Longtemps sous-évaluée dans la tradition exégétique, la Critique de la faculté
de juger (1790) réapparaît aujourd'hui, au fil du libre dialogue entretenu avec
elle par une série de philosophes contemporains, pour ce qu'elle est vraiment :
le couronnement du criticisme en même temps que l'un des plus profonds ouvrages
auxquels la réflexion philosophique a donné naissance. En organisant sa
réflexion autour de trois axes (la finalité de la nature, l'expérience
esthétique, les individualités biologiques), Kant affrontait le problème de
l'irrationnel qui, à travers le défi lancé aux Lumières par Jacobi, faisait
vaciller la toute-puissance de la raison.

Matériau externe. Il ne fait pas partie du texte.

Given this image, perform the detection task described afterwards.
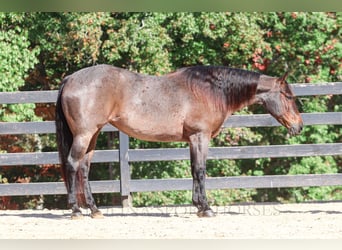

Cette traduction, qui invite à relire
la Critique de la faculté de juger à partir de sa première introduction, laissée
inédite par Kant, montre que consolider la rationalité, c'était aussi sauver
l'unité de la philosophie par la mise en évidence de l'articulation entre raison
théorique et raison pratique. Véritable lieu de la politique kantienne selon
Hannah Arendt, émergence d'une pensée de la communication selon Jürgen Habermas
ou Karl Otto Apel, la dernière des trois Critiques constituait ainsi, surtout,
la réponse la plus subtile de la modernité à l'antirationalisme naissant.